In an earlier post we looked at how we can gain broad insight into an application scenario’s memory characteristics and how the graph and markers drew our attention to ranges of execution for further analyses. Recall that in the memory leak diagnosis case we chose to analyze only the time range over which we observed the increase in memory usage. Indeed, that is a key first step to the analysis: filtering the memory activity data by a time range. The Heap Summary view is the result of such filtering, and represents the population of the heap during the chosen time range.
Heap Summary View
The Heap Summary view presents, in tabular form, a demographic analysis of the population of the heap.
In human population demographics, data collection happens through a census as well as through a continuous update to registries that track births, deaths, migration of place of residence and the like. The data collection in the case of heap population demographics is no different. “Births” map to allocations, “deaths” map to objects’ memory collected by the GC, and “migration of place of residence” maps to the migration of objects between the Gen0 region of the heap and the Gen1 region. A census of the heap at the start of time range identifies all incumbent objects (i.e. that were in existence). Births, deaths, and migrations are updated continuously, and a final census at the end of the time range identifies all the objects that were retained. In order to have a consistent terminology, we refer to the incumbent objects at the start as objects that were “retained” at the start.
Managed Silverlight Visual elements (i.e. objects that go into the Silverlight visual tree) are not just plain old managed objects. These might be facades with backing native-implementations holding native memory and during the course of execution might create and hold on to texture memory. Casual use of such elements in code can even lead to subtle leaks. From this perspective, subsequent analysis can be made easier if Silverlight Visual elements were tracked and reported separately from plain old managed objects. And this is precisely how they are tracked and reported through the Heap Summary view. Continuing with the demographic analogy, such classification has precedent in social demographics where human populations have been classified on ethnicity.
Armed with this context, let us study the following Heap Summary view from the memory leak diagnosis case:
The shaded region across the graph and markers indicates the time range used as the filer.

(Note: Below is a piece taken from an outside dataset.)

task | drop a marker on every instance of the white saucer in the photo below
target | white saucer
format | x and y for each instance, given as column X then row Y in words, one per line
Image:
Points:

The census at the start reports 5576 instances of managed type objects accounting for about 283 KB and 26 instances of Silverlight Visual elements accounting for about 13 KB. In terms of incumbency the plain old managed objects dominate.
The churn happening within the selected time range is reported as 10615 instances allocated (births) and 11590 instances collected (deaths), accounting for about 23 MB each. The counts and sizes are somewhat balanced and cancel each other out to an extent. And this is borne out by the census at the end for the managed objects; the census at the end reports 4601 instances of managed type objects accounting for about 223 KB, which is just a little lower than what we had at the start. However, it also reports 69 instances of Silverlight Visual elements accounting for about 4 MB now (up from 13KB at the start).
When we correlate this table with the graph, our suspicion is drawn towards the Silverlight visuals. Why did their count go up, and why are they accounting for so much more memory? Within the filtered time range, memory usage has been steadily increasing too. Could we be leaking memory? Could we be leaking some part of visual tree itself? And there even seem to be images being loaded along the way; might we be leaking their texture memory too? We wonder.
Clearly, the next lead to follow is to get more visibility into what are those “Retained Silverlight Visuals at End”.
The Heap Summary view presents, in tabular form, a demographic analysis of the population of the heap. Interpreting the data in the table and correlating it with the graph and markers by itself can be used to make educated guesses at what could potentially be the problem, but equally importantly it serves to inform the next step in the performance investigation, as we shall see.